Две катастрофы, прикинувшиеся симпатичными молодыми людьми – черноволосый кудрявый парень и блондинка с волосами, меняющими цвет в зависимости от поворота головы, – мирно потягивали винцо, болтали и грели руки без перчаток о тёплую поверхность круглого столика: прямо над ними улицу отапливала огромная «керосиновая» лампа.

В плотной темноте позднего вечера с другой стороны улицы они выглядели, как маленькие фигурки кукол на ярко освещённой сцене.

Проклятье! С этой сумасшедшей русской он опомнился только в три часа ночи, когда совершенно неожиданно она растворилась в каком-то из узких поворотов между домами на Монж.

За первой полбутылкой красного последовала вторая, третью, уже полноценную, они купили в арабской лавочке, открытой для гуляк почти до утра. Как специально, на высоком глубоком подоконнике стояли оставленные кем-то два стеклянных бокала, и Марин тут же вымыла их вином.

– Дезинфекция! Вуаля! – Она беспомощно посмотрела на винно-красные ладони. – Но теперь надо искать, где умыть руки?

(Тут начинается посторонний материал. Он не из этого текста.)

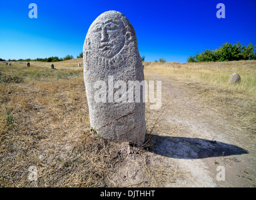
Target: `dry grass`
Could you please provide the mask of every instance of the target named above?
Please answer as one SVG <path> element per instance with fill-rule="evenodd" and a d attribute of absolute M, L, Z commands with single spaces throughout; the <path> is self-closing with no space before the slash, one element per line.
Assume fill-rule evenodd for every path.
<path fill-rule="evenodd" d="M 56 62 L 54 69 L 43 62 L 28 68 L 26 62 L 0 63 L 1 77 L 16 78 L 0 82 L 0 186 L 157 187 L 167 174 L 173 181 L 173 169 L 163 174 L 164 166 L 149 161 L 150 134 L 136 148 L 106 142 L 90 131 L 80 61 Z M 111 174 L 125 170 L 131 156 L 143 166 L 145 181 L 113 181 Z M 31 166 L 38 170 L 32 181 Z"/>
<path fill-rule="evenodd" d="M 256 61 L 222 62 L 145 63 L 145 69 L 190 88 L 191 96 L 207 102 L 225 118 L 237 119 L 237 128 L 256 134 Z M 240 84 L 228 84 L 237 72 Z M 238 126 L 239 124 L 239 126 Z"/>
<path fill-rule="evenodd" d="M 147 124 L 146 142 L 139 148 L 106 142 L 90 131 L 79 62 L 54 62 L 54 69 L 43 62 L 31 62 L 29 68 L 26 62 L 0 63 L 0 186 L 160 187 L 189 176 L 155 158 L 152 129 L 159 116 Z M 227 116 L 236 116 L 255 132 L 255 62 L 144 65 L 187 84 L 195 98 L 225 108 Z M 241 84 L 226 83 L 233 72 L 240 74 Z M 131 161 L 137 168 L 131 173 Z M 36 180 L 28 178 L 31 166 L 38 169 Z M 143 172 L 139 181 L 133 179 L 138 170 Z"/>

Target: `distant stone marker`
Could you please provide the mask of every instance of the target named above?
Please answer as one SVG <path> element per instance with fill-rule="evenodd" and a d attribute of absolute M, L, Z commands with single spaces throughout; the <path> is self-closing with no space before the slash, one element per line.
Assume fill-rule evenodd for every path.
<path fill-rule="evenodd" d="M 139 102 L 126 96 L 129 81 L 144 81 L 143 68 L 135 31 L 122 13 L 105 12 L 91 24 L 83 62 L 91 127 L 108 140 L 143 144 L 145 107 L 140 85 Z M 130 100 L 135 98 L 132 95 Z"/>
<path fill-rule="evenodd" d="M 240 83 L 241 82 L 241 78 L 238 74 L 233 73 L 230 75 L 228 79 L 228 84 Z"/>

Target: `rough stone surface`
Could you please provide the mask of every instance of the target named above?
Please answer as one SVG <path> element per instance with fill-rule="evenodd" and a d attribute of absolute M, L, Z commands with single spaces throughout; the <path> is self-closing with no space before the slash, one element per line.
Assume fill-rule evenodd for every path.
<path fill-rule="evenodd" d="M 128 95 L 120 102 L 111 101 L 121 89 L 116 81 L 125 81 L 128 89 L 128 81 L 144 80 L 135 31 L 122 13 L 105 12 L 91 24 L 83 46 L 83 64 L 91 127 L 106 139 L 142 144 L 145 137 L 142 87 L 140 102 L 128 102 Z M 106 102 L 95 101 L 98 81 L 106 83 Z"/>
<path fill-rule="evenodd" d="M 240 83 L 241 81 L 241 78 L 238 74 L 233 73 L 230 75 L 228 79 L 228 84 Z"/>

Искали, где сполоснуть руки – «умыть», как она выразилась, – и самым неожиданным образом, по непостижимой для Дада ассоциации, эти крошечные женские ручки в бордовом бордо вдруг вызвали у неё довольно агрессивную реплику:

– Вот, кстати, именно так, легко и непринужденно, и Запад умыл руки, когда в Советском Союзе тридцать типа лет и три типа года убивали миллионы безвинных людей!

Он обалдело взглянул на неё, деловито ополаскивавшую руки в фонтане с круглым бассейном, который так и не замёрз этой зимой, и отблески фонарей и горящих окон вокруг золотыми рыбками тихо мерцали в тёмной воде.